A current study at the University of Pittsburgh Medical School's
Department of Psychiatry has recruited 20 people -- half of them
heavy pot smokers -- to explore whether smoking marijuana under age
14 increases the risk of schizophrenia, as has been indicated in some studies.
The Obama administration has declared it will not use federal money
to prosecute low-level medical marijuana cases as long as the
defendants are complying with state law. But federal drug policy
remains unchanged and marijuana's legalization remains so politically
fraught that it makes "any rational approach unlikely," said Peter
Cohen, a physician and an adjunct law professor at Georgetown
University who has written extensively on the issue.
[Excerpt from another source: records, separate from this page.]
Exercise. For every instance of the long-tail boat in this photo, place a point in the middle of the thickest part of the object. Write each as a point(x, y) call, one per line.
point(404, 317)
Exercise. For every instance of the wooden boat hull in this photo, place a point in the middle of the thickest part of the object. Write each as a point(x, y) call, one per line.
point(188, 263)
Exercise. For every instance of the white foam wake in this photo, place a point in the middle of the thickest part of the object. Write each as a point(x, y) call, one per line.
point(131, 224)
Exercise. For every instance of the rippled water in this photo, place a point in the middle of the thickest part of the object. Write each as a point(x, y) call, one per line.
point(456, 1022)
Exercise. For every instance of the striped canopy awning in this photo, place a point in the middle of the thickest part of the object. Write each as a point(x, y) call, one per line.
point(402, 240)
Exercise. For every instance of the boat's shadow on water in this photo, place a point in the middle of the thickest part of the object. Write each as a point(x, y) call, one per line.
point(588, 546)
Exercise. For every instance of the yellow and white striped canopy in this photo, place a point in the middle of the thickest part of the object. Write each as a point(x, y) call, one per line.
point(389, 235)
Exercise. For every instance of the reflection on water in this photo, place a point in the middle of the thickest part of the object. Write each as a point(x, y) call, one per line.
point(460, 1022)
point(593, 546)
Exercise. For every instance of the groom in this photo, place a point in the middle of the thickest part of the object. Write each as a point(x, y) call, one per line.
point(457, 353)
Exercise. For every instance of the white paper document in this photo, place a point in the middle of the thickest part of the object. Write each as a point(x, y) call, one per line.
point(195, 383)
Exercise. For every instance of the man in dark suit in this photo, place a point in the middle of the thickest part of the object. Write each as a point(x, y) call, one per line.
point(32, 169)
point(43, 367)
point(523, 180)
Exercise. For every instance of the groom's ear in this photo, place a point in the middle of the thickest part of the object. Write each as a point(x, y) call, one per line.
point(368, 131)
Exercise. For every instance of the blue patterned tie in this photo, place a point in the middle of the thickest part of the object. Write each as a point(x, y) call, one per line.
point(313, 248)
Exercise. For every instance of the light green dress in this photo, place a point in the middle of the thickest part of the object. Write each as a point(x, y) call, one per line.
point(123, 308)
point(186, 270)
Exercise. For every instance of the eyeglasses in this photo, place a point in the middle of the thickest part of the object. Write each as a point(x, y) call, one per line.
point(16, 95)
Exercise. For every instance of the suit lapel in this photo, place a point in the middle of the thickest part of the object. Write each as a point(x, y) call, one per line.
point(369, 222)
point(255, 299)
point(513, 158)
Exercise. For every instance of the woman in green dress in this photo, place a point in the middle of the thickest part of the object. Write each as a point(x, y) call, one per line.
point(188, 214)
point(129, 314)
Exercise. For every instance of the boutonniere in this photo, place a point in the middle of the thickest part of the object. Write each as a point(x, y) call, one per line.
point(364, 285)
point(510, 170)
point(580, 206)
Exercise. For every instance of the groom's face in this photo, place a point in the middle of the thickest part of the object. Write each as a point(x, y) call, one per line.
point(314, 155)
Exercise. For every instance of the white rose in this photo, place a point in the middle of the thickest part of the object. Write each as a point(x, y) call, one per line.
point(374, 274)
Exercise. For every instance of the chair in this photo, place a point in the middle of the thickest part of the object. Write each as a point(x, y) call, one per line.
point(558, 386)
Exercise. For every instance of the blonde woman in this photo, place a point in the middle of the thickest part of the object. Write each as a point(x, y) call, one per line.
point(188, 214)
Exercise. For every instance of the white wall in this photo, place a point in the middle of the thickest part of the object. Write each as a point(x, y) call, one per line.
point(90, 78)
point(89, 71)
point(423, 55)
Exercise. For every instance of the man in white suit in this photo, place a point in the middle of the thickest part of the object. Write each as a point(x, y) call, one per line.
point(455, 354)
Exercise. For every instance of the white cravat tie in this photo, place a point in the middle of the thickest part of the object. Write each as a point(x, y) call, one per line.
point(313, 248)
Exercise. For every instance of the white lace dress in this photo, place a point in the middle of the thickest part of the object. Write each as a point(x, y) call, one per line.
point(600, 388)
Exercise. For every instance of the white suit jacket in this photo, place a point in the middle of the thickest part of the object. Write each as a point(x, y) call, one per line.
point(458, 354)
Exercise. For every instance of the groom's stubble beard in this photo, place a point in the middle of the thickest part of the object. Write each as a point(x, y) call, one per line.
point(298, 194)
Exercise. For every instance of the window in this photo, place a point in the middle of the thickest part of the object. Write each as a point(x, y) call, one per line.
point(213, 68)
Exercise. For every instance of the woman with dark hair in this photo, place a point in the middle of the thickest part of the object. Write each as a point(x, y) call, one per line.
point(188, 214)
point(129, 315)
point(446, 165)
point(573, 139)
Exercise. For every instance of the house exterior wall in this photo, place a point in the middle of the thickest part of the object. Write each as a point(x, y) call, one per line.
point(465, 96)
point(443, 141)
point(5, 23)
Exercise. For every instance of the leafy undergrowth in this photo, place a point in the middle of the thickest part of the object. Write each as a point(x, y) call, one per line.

"It will be interesting to see what the Department of Justice does
should recreational marijuana be legalized," he said. If California
makes all pot use legal, "at that point there will be a direct
conflict between state and federal law, and the Obama administration
will probably have no choice but to take action against California's
legalization.
Patrick Nightingale, a local attorney and head of the Pittsburgh
chapter of the National Organization for the Reform of Marijuana Laws
said his group isn't using medical marijuana as a stalking horse for
future legalization of all marijuana use.
At a recent meeting with medical marijuana supporters, he vigorously
urged recruits to get involved with efforts to lobby legislators for
passage of a medical-use bill.
It was, in fact, the proverbial smoke-filled back room -- in this
case, the cave-like Abay bar in East Liberty -- where incense curled
languorously from ashtrays and mostly young, healthy-looking people
lounged on banquettes. Carefully balancing a martini, Mr. Nightingale
walked through the state's legislation and asked for volunteers.
A lot of people raised their hands, and, in fact, public reaction
across the state in favor of the bill has been overwhelming.
"I've been here 25 years, and I've never seen more public reaction to
any bill," said Leon Czikowsky, an aide to Mr. Cohen.
No surprise there: Pro-pot activists are a highly vocal,
well-organized, well-funded constituency, as the Obama administration
found to its chagrin during the transition after the 2008 election
when it created an online site for people to submit ideas to the
president under a "crowdsourcing" model in which the "best-rated"
ideas would rise to the top.
The highest ranking idea? Legalization of marijuana -- along with
revoking the Church of Scientology's tax-exempt status.